Es drängt sich daher die berechtigte Frage auf, weshalb Putin der Stationierung taktischer Nuklearwaffen in einem Nachbarland zustimmt, obschon dies bei einer tatsächlichen Betätigung des „roten Knopfs“ keinerlei Bedeutung hätte. Litauens Verteidigungsminister Arvydas Anušauskas glaubt, die Russen würden auf diese Weise die Reaktion der NATO-Staaten testen wollen. Je nachdem, wie unentschlossen sie ausfiele, würde der nächste Schritt darin bestehen, russische Atomwaffen auch nach Kaliningrad zu verlegen, folglich in die westlichste Oblast der Russischen Föderation, ganz in der Nähe der polnischen und litauischen Grenze. Der Kreml ist also eher daran interessiert, Spannungen aufrechtzuerhalten, als einen nuklearen Krieg loszutreten. Damit erschwert und verlängert Putin militärische Entscheidungsfindungen westlicher Regierungen, die nie so richtig wissen, ob er gerade „eskaliert“ oder „deeskaliert“. Diese Form der Druckausübung bewährt sich aus russischer Sicht ebenfalls in Deutschland. Die dabei auftauchende Frage, ob der SPD-Fraktionschef Rolf Mützenich den Krieg im Osten „einfrieren“ möchte oder damit die Koalitionspartner und Opposition gegen sich aufbringt, ist allerdings weniger belangreich.

Bedeutsamer erschiene eine sinnvolle Debatte über nukleare Gefahren, denn diese können wir nie gänzlich „einfrieren“. Noch betreibt Putin Abschreckungspolitik. Atomwaffen werden jedoch künftig eine immer wichtigere Rolle in der Politik Moskaus spielen. Dabei geht es nicht nur um die steigende Intensität aggressiver Rhetorik, sondern beispielsweise auch darum, dass Russland in einer nicht allzu fernen Zukunft wieder Atomtests durchführen und sein Kernwaffenarsenal erneuern bzw. verdoppeln wird. In Europa sollte endlich ernsthaft über nukleare Abschreckung diskutiert werden, weniger über den Sinn realitätsferner Postulate in der SPD-Fraktion. Derart ertraglose Diskussionen in den europäischen Parlamenten verschaffen Moskau lediglich mehr Zeit. Denn auch wenn Rolf Mützenich es seit 25 Jahren nicht wahrhaben möchte: Putin bleibt ein Despot.

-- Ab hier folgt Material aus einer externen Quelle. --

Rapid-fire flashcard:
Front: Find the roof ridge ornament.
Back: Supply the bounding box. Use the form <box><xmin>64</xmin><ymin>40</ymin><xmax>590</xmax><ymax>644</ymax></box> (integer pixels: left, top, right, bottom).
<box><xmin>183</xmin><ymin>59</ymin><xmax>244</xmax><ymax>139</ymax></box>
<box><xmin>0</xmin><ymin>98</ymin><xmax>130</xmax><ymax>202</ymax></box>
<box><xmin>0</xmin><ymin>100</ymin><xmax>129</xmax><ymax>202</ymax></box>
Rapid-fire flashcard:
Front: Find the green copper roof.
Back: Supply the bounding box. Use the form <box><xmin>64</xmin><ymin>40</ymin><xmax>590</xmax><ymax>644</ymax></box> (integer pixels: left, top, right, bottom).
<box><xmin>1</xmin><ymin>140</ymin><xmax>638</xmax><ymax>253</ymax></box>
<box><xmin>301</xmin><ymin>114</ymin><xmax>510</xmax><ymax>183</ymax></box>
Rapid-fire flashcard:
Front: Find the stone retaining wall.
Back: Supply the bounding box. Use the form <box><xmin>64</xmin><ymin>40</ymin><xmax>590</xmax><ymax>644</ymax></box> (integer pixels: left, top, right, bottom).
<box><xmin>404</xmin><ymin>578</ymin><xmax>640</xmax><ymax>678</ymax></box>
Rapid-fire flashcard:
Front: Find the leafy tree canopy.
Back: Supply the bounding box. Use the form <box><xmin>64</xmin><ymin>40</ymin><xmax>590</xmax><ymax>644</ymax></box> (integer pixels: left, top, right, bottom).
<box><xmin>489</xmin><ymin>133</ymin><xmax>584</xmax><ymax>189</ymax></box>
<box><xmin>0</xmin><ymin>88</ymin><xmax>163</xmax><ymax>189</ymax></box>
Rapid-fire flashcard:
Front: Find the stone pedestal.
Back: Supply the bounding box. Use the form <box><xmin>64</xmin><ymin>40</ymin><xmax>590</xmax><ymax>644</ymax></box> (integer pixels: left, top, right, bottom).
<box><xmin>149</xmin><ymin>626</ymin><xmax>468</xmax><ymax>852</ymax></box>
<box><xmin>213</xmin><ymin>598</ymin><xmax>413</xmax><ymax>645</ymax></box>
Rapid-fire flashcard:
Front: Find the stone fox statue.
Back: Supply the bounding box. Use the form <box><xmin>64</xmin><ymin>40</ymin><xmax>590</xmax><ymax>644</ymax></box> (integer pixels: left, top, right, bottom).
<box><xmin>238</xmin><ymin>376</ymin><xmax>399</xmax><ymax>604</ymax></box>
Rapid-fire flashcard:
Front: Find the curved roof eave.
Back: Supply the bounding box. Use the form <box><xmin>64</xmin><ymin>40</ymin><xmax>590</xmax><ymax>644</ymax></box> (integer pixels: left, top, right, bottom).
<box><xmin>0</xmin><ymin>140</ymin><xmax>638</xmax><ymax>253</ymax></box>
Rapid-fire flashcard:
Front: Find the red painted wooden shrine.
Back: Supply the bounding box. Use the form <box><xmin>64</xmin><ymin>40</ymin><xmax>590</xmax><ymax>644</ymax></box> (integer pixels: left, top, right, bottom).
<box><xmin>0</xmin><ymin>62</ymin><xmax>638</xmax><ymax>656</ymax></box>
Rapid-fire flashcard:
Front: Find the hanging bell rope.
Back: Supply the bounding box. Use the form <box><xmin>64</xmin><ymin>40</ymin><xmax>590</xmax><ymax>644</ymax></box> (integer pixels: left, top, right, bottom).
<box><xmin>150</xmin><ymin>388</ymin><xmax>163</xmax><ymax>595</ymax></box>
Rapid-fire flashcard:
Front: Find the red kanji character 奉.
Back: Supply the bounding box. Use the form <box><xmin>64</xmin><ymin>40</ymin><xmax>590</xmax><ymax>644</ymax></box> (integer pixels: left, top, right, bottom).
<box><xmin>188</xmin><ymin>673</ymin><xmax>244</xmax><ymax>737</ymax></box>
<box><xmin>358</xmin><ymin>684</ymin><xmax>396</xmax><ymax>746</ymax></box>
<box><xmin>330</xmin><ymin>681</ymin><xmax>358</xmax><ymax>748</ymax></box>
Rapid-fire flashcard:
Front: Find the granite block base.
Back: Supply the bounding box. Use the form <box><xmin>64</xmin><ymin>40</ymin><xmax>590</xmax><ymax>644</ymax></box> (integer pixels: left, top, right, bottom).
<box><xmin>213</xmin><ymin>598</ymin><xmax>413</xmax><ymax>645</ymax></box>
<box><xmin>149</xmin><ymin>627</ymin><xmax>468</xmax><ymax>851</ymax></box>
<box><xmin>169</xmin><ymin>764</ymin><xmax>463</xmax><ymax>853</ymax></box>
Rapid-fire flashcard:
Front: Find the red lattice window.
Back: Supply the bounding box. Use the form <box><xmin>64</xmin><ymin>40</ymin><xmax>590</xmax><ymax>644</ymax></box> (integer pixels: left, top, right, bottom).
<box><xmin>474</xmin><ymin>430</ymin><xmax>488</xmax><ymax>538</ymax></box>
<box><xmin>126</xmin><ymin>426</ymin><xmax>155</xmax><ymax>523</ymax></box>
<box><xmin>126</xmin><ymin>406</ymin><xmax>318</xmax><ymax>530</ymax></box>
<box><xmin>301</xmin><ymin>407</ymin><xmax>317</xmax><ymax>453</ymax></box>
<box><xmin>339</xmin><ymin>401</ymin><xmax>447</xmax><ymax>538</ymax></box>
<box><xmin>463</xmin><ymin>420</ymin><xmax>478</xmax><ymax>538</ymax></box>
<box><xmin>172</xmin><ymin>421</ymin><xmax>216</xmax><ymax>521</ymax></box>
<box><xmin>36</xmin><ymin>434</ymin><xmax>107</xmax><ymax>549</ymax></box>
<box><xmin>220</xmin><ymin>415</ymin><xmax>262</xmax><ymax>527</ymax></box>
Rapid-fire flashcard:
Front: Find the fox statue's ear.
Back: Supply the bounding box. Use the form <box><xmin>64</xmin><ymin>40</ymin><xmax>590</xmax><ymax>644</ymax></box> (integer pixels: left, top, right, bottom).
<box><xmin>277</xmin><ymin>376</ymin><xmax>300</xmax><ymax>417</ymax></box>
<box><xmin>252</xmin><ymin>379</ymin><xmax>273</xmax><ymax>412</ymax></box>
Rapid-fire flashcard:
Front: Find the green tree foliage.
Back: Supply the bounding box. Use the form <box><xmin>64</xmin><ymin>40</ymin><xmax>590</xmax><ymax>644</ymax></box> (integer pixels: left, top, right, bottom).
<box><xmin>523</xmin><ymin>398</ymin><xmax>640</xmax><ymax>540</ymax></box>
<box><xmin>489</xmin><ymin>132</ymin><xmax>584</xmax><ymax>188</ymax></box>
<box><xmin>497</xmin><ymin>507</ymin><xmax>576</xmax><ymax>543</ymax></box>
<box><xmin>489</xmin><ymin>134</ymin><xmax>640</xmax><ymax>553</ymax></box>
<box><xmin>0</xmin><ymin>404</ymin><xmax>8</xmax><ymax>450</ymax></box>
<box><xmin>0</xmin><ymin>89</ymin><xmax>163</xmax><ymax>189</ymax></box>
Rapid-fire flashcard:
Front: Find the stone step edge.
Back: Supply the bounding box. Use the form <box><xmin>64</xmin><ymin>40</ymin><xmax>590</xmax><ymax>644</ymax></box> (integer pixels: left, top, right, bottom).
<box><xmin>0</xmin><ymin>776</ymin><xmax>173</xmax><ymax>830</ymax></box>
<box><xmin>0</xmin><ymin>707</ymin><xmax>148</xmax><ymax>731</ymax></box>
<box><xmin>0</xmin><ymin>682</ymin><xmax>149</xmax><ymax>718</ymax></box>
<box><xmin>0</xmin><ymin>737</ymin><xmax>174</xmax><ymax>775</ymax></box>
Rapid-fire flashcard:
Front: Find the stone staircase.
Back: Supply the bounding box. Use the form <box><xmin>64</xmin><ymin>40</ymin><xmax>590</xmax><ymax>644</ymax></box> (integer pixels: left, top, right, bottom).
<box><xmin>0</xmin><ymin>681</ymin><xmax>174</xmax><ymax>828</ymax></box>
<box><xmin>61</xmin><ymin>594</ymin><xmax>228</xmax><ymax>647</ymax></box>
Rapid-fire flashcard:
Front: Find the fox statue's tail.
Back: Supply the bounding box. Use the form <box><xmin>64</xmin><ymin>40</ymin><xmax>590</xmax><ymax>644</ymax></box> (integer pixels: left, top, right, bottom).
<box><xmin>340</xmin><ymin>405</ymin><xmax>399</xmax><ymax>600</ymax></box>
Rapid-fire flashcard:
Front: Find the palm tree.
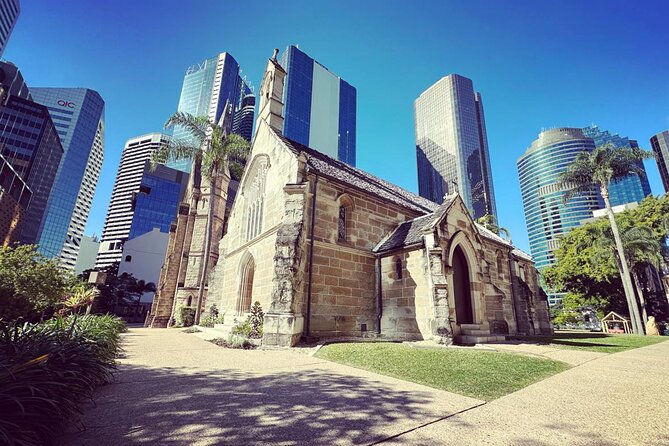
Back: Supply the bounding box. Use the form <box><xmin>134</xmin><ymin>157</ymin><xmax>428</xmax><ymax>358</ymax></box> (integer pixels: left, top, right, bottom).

Von der in den 1990er Jahren von Boris Jelzin proklamierten „Wiedergeburt Russlands“, die nach der Auflösung zentraler Institutionen der UdSSR ein neues Gefühl staatlicher Identität wecken sollte, ist jedenfalls nichts mehr geblieben. Besonders anschaulich wird das in der Veränderung des visuellen Raums in Moskau und St. Petersburg, der wieder von einem synkretistischen Stil geprägt ist und unreflektiert Zitate aus der Sowjetzeit verwendet. Nach einer kurzen Phase der sozialen und politischen Mobilisierung übergab eben jener Boris Jelzin im Dezember 1999 dem von ihm als Interims-Nachfolger (!) eingesetzten Putin seinen Atomkoffer. Dann ergriff eine Gruppe persönlicher Freunde die Macht über Russland, die ein mit ehemaligen KGB-Agenten gespicktes Finanz- und Medienimperium aufgebaut haben. Um dies formal zu ermöglichen, wurden Bestimmungen über erforderliche Qualifikationen und Ausschlussgründe verändert sowie Amtszeiten staatlicher Schlüsselpositionen willkürlich verlängert. Das Schicksal derer, die seither in Russland eine politische Karriere anstreben, hat weniger mit der bisherigen Leistung oder mitgebrachten Begabung zu tun als mit dem Stand der persönlichen Beziehung zum Kremlchef oder dem Grad der ihm erwiesenen Loyalität. Seit einem Vierteljahrhundert beeinflusst Putin sämtliche Positionen in Wirtschaft und Staat wie ein unangefochtener Feudalherrscher. Gelegentlich könnte man den Eindruck gewinnen, dass er dies nicht nur im „lupenrein“ demokratischen Russland tut.